The external fund manager backed by Berkshire Hathaway’s Charlie Munger, Li Lu, makes no bones about it when he says ‘The biggest investment risk is not the volatility of prices, but whether you will suffer a permanent loss of capital.’ It’s only natural to consider a company’s balance sheet when you examine how risky it is, since debt is often involved when a business collapses. We note that Adobe Inc. (NASDAQ:ADBE) does have debt on its balance sheet. But the real question is whether this debt is making the company risky.
Why Does Debt Bring Risk?
Debt is a tool to help businesses grow, but if a business is incapable of paying off its lenders, then it exists at their mercy. In the worst case scenario, a company can go bankrupt if it cannot pay its creditors. However, a more common (but still painful) scenario is that it has to raise new equity capital at a low price, thus permanently diluting shareholders. Of course, plenty of companies use debt to fund growth, without any negative consequences. When we examine debt levels, we first consider both cash and debt levels, together.
How Much Debt Does Adobe Carry?
As you can see below, Adobe had US$4.12b of debt, at December 2021, which is about the same as the year before. You can click the chart for greater detail. But it also has US$5.80b in cash to offset that, meaning it has US$1.68b net cash.
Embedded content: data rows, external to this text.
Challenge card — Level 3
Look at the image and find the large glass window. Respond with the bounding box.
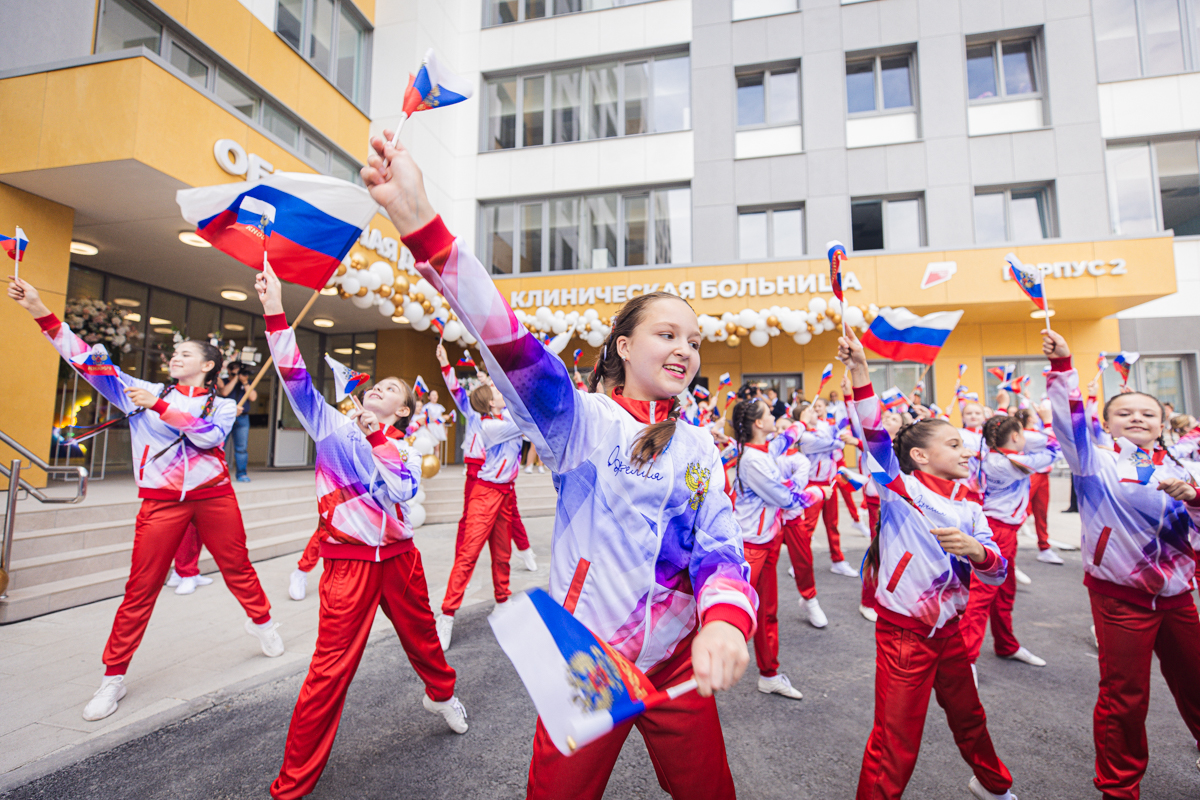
[1092,0,1200,83]
[482,54,691,150]
[846,53,914,114]
[480,187,686,275]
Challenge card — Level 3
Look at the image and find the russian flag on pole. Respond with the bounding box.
[487,589,696,756]
[863,308,962,363]
[325,353,371,403]
[175,173,379,290]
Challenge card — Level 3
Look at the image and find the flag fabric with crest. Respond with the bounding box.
[325,353,371,403]
[0,227,29,261]
[1004,253,1046,311]
[487,589,696,756]
[401,48,474,116]
[175,173,379,290]
[863,308,962,363]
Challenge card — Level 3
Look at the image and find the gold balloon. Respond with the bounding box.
[421,453,442,479]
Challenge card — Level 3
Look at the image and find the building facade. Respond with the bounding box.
[0,0,1200,479]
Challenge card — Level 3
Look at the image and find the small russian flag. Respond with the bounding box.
[325,353,371,403]
[487,589,696,756]
[863,308,962,363]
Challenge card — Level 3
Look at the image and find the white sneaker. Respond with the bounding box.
[421,695,467,733]
[1003,648,1046,667]
[967,775,1016,800]
[800,597,829,627]
[758,673,804,700]
[288,570,308,600]
[246,619,283,658]
[829,561,858,578]
[1038,549,1062,565]
[83,675,125,722]
[517,547,538,572]
[437,614,454,652]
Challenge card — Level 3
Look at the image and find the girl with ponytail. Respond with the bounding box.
[8,277,283,721]
[1042,330,1200,798]
[731,397,827,700]
[362,138,757,799]
[838,330,1015,800]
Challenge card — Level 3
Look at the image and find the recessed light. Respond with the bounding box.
[179,230,212,247]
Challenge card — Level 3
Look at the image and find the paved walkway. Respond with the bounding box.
[0,479,1079,792]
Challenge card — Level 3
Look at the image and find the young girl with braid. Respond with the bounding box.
[731,397,828,700]
[8,277,283,721]
[838,330,1013,800]
[362,132,757,799]
[1042,331,1200,800]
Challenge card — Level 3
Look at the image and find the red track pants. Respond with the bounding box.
[526,638,737,800]
[745,536,784,678]
[271,548,455,800]
[442,481,517,615]
[960,517,1021,663]
[103,493,271,675]
[1030,473,1050,551]
[856,619,1013,800]
[1090,591,1200,800]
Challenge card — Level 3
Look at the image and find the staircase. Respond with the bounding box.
[0,465,557,625]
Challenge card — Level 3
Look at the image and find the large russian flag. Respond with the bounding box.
[175,173,379,289]
[487,589,696,756]
[863,308,962,363]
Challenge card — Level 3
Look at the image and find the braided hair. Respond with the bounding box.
[588,291,691,468]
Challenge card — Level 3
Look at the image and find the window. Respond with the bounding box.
[967,38,1040,101]
[484,0,657,28]
[846,53,914,114]
[974,187,1051,245]
[482,54,691,150]
[275,0,367,106]
[850,197,925,251]
[738,207,804,261]
[737,67,800,127]
[1105,139,1200,236]
[96,0,162,53]
[479,187,691,275]
[1092,0,1200,83]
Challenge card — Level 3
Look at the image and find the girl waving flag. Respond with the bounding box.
[362,138,757,798]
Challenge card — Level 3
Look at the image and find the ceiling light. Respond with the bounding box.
[179,230,212,247]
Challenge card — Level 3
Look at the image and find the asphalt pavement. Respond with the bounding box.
[4,534,1200,800]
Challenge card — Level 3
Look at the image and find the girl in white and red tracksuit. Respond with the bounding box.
[258,267,467,800]
[838,331,1013,800]
[962,413,1060,667]
[438,367,521,649]
[731,398,824,700]
[8,278,276,721]
[393,205,757,800]
[1043,331,1200,800]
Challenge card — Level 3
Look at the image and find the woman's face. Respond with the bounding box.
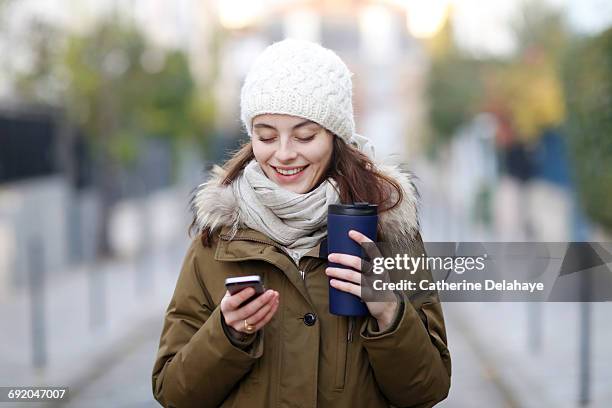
[252,114,334,194]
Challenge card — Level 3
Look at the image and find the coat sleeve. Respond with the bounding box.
[360,234,451,408]
[152,240,263,407]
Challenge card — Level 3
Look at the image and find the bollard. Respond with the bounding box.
[27,238,47,368]
[88,264,106,331]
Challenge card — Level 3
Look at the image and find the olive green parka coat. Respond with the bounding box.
[152,166,451,408]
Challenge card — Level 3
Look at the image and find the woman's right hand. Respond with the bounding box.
[221,287,279,334]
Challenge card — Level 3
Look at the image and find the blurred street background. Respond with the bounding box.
[0,0,612,408]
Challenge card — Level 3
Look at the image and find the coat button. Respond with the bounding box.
[304,313,317,326]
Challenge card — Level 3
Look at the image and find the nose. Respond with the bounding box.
[275,139,297,162]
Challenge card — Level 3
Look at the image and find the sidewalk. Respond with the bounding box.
[0,239,188,406]
[444,303,612,408]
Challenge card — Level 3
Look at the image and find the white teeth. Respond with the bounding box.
[276,167,304,176]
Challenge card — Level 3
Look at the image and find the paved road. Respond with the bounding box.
[66,308,516,408]
[65,320,161,408]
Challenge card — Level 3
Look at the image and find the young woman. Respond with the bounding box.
[153,40,451,408]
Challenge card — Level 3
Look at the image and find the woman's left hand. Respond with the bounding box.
[325,230,398,331]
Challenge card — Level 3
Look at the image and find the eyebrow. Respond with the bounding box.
[253,120,321,130]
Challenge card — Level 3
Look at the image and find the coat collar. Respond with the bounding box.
[190,164,419,256]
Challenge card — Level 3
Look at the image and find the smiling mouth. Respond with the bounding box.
[271,165,308,176]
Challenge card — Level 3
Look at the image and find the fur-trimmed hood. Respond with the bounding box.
[190,164,419,247]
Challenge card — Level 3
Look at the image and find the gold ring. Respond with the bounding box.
[244,319,255,333]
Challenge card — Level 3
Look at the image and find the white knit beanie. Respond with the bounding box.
[240,39,374,158]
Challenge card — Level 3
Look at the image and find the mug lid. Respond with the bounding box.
[327,201,378,215]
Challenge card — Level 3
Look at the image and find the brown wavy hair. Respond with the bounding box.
[188,137,404,247]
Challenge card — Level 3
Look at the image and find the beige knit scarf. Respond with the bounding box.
[232,160,340,249]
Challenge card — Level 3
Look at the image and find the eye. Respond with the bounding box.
[297,133,316,142]
[259,136,276,143]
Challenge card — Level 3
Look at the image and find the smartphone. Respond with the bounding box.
[225,275,265,306]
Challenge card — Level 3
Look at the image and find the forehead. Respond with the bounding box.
[253,113,320,129]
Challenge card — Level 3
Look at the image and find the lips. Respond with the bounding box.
[270,165,308,179]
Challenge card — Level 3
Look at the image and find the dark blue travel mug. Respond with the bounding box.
[327,202,378,316]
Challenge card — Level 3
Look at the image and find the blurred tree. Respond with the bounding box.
[497,0,570,144]
[11,16,214,255]
[63,20,212,254]
[563,28,612,232]
[426,11,482,149]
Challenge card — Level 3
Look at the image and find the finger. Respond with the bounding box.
[226,287,255,311]
[325,267,361,284]
[235,289,277,323]
[349,230,374,244]
[255,302,279,330]
[246,297,276,326]
[327,253,361,270]
[349,230,382,259]
[329,279,361,297]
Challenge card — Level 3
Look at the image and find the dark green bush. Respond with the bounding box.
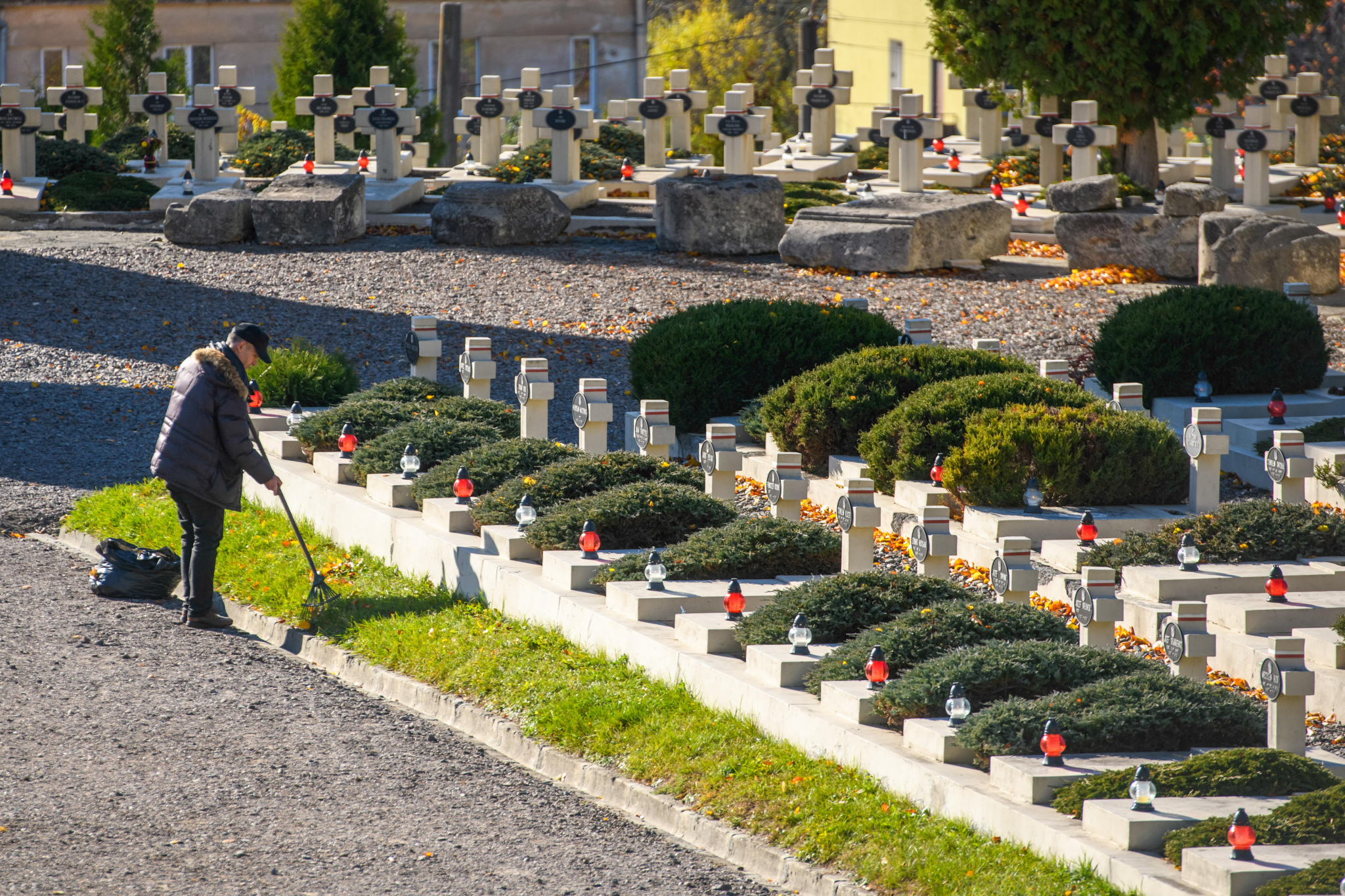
[958,677,1266,769]
[234,127,359,177]
[733,571,967,645]
[472,452,705,526]
[1050,747,1340,822]
[761,345,1033,471]
[860,373,1101,489]
[1083,501,1345,570]
[808,601,1078,694]
[593,516,841,584]
[1164,784,1345,864]
[943,404,1190,507]
[413,438,584,505]
[1093,286,1327,407]
[525,482,737,551]
[631,301,901,433]
[41,171,159,211]
[250,336,359,407]
[349,416,504,485]
[873,641,1166,736]
[1256,859,1345,896]
[36,137,121,180]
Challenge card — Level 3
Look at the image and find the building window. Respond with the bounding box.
[41,47,66,89]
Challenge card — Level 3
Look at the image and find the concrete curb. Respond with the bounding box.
[49,528,869,896]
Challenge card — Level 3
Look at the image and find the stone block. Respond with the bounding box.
[164,190,257,246]
[1050,208,1200,280]
[429,180,570,246]
[1164,181,1228,218]
[780,194,1013,271]
[252,175,364,246]
[1199,211,1340,295]
[1046,175,1118,213]
[653,175,785,255]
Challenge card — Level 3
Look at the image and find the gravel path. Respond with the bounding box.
[0,539,772,896]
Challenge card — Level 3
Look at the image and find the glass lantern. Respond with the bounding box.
[514,494,537,532]
[788,612,812,656]
[644,551,669,591]
[402,442,420,480]
[943,681,971,728]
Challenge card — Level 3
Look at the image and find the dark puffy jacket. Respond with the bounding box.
[149,347,276,511]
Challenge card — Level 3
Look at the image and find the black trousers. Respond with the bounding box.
[168,486,225,616]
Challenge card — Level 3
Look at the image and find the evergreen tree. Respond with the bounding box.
[271,0,416,131]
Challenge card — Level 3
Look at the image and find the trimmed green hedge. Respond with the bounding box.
[1050,747,1340,822]
[1093,286,1327,407]
[1164,784,1345,864]
[760,345,1033,471]
[733,571,967,645]
[943,404,1190,507]
[525,482,737,551]
[1083,500,1345,571]
[873,641,1166,738]
[807,601,1078,694]
[412,438,584,507]
[860,373,1101,494]
[958,670,1266,769]
[349,416,504,485]
[472,452,705,526]
[593,516,841,586]
[631,301,901,433]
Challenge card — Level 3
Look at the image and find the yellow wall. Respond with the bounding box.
[827,0,965,136]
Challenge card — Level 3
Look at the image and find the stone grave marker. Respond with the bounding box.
[131,71,187,165]
[1050,99,1116,180]
[47,66,100,142]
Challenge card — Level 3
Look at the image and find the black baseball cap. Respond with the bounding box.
[229,324,271,364]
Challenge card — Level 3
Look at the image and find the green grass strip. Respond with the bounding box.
[66,481,1119,896]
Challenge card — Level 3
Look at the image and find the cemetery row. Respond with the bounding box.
[194,288,1345,895]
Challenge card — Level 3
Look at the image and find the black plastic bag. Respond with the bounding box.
[89,539,181,601]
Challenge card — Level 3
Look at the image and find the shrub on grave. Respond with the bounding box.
[860,373,1101,494]
[1164,784,1345,864]
[523,482,737,551]
[958,666,1266,769]
[943,403,1190,507]
[252,336,359,407]
[807,601,1078,696]
[472,452,705,529]
[349,416,504,485]
[760,345,1033,471]
[631,301,901,433]
[593,516,841,584]
[412,438,584,507]
[873,641,1166,725]
[1093,286,1327,407]
[733,571,967,645]
[41,171,159,211]
[1050,747,1340,822]
[1083,500,1345,570]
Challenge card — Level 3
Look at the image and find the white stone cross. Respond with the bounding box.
[1050,99,1116,180]
[1022,96,1065,190]
[533,85,596,184]
[1195,93,1243,194]
[131,71,187,165]
[881,93,943,194]
[1224,106,1289,205]
[295,75,355,165]
[215,66,257,152]
[705,90,765,175]
[1272,71,1341,168]
[663,68,710,152]
[47,66,100,142]
[355,85,416,180]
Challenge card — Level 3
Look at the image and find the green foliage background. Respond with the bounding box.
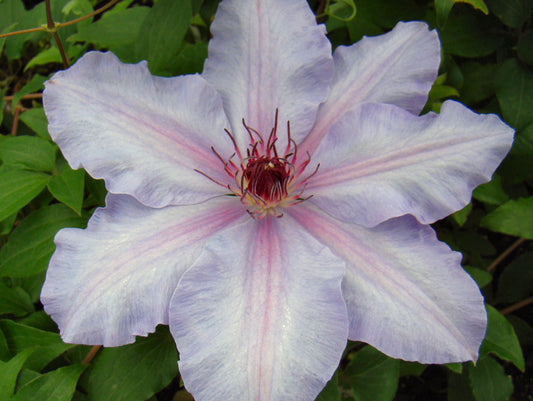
[0,0,533,401]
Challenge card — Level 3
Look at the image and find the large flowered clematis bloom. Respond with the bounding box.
[41,0,513,401]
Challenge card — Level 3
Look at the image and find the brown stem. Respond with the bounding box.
[45,0,69,68]
[500,297,533,315]
[57,0,122,28]
[0,27,43,39]
[0,0,121,39]
[81,345,102,365]
[487,238,526,272]
[11,105,21,136]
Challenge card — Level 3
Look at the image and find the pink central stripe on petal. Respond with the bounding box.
[63,200,243,332]
[58,81,224,172]
[307,131,494,189]
[290,205,475,359]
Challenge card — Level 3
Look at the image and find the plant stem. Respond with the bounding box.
[45,0,70,68]
[81,345,102,365]
[487,238,526,272]
[500,297,533,315]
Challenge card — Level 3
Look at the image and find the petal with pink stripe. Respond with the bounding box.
[43,52,233,207]
[41,195,243,346]
[202,0,333,151]
[290,204,487,363]
[302,22,440,153]
[306,101,514,227]
[170,217,347,401]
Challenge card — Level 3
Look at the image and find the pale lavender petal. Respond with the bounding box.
[290,205,487,363]
[170,217,347,401]
[43,52,233,207]
[307,101,513,227]
[41,195,242,346]
[202,0,333,147]
[302,22,440,153]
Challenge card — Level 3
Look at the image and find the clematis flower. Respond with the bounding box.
[41,0,513,401]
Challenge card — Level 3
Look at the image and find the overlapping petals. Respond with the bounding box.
[41,0,513,401]
[43,52,233,207]
[202,0,333,149]
[41,195,243,346]
[170,217,347,401]
[290,204,487,363]
[308,101,514,227]
[301,22,440,153]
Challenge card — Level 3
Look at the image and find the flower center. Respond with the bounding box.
[197,110,318,219]
[241,156,291,203]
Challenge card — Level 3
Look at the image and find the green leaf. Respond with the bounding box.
[479,305,525,371]
[0,330,11,361]
[0,135,57,172]
[435,0,489,26]
[325,0,357,22]
[12,75,47,105]
[516,31,533,65]
[0,166,50,220]
[464,266,492,288]
[0,213,17,235]
[48,165,85,216]
[473,174,509,205]
[344,346,400,401]
[452,203,472,227]
[444,362,463,373]
[494,59,533,130]
[0,88,6,126]
[496,252,533,303]
[468,358,513,401]
[19,107,50,139]
[161,42,207,76]
[0,320,76,371]
[315,372,341,401]
[11,364,87,401]
[68,7,150,50]
[460,62,496,104]
[400,360,427,376]
[0,281,33,316]
[486,0,533,28]
[507,315,533,348]
[500,119,533,184]
[447,373,476,401]
[435,0,455,27]
[0,204,86,277]
[87,326,178,401]
[0,348,34,400]
[439,7,503,57]
[24,46,62,71]
[135,0,192,75]
[481,197,533,239]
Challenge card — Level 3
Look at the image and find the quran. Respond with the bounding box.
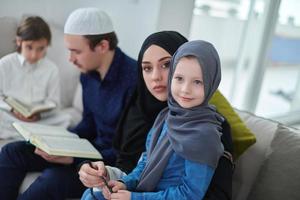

How Healthy Is Adobe’s Balance Sheet?
The latest balance sheet data shows that Adobe had liabilities of US$6.93b due within a year, and liabilities of US$5.51b falling due after that. Offsetting this, it had US$5.80b in cash and US$1.88b in receivables that were due within 12 months. So its liabilities outweigh the sum of its cash and (near-term) receivables by US$4.77b.
Having regard to Adobe’s size, it seems that its liquid assets are well balanced with its total liabilities. So while it’s hard to imagine that the US$243.0b company is struggling for cash, we still think it’s worth monitoring its balance sheet. While it does have liabilities worth noting, Adobe also has more cash than debt, so we’re pretty confident it can manage its debt safely.
On top of that, Adobe grew its EBIT by 36% over the last twelve months, and that growth will make it easier to handle its debt. The balance sheet is clearly the area to focus on when you are analysing debt. But ultimately the future profitability of the business will decide if Adobe can strengthen its balance sheet over time.
Finally, a company can only pay off debt with cold hard cash, not accounting profits. Adobe may have net cash on the balance sheet, but it is still interesting to look at how well the business converts its earnings before interest and tax (EBIT) to free cash flow, because that will influence both its need for, and its capacity to manage debt. Over the last three years, Adobe actually produced more free cash flow than EBIT. That sort of strong cash generation warms our hearts like a puppy in a bumblebee suit.
Summing up
While it is always sensible to look at a company’s total liabilities, it is very reassuring that Adobe has US$1.68b in net cash. The cherry on top was that in converted 120% of that EBIT to free cash flow, bringing in US$6.6b. So is Adobe’s debt a risk? It doesn’t seem so to us. There’s no doubt that we learn most about debt from the balance sheet.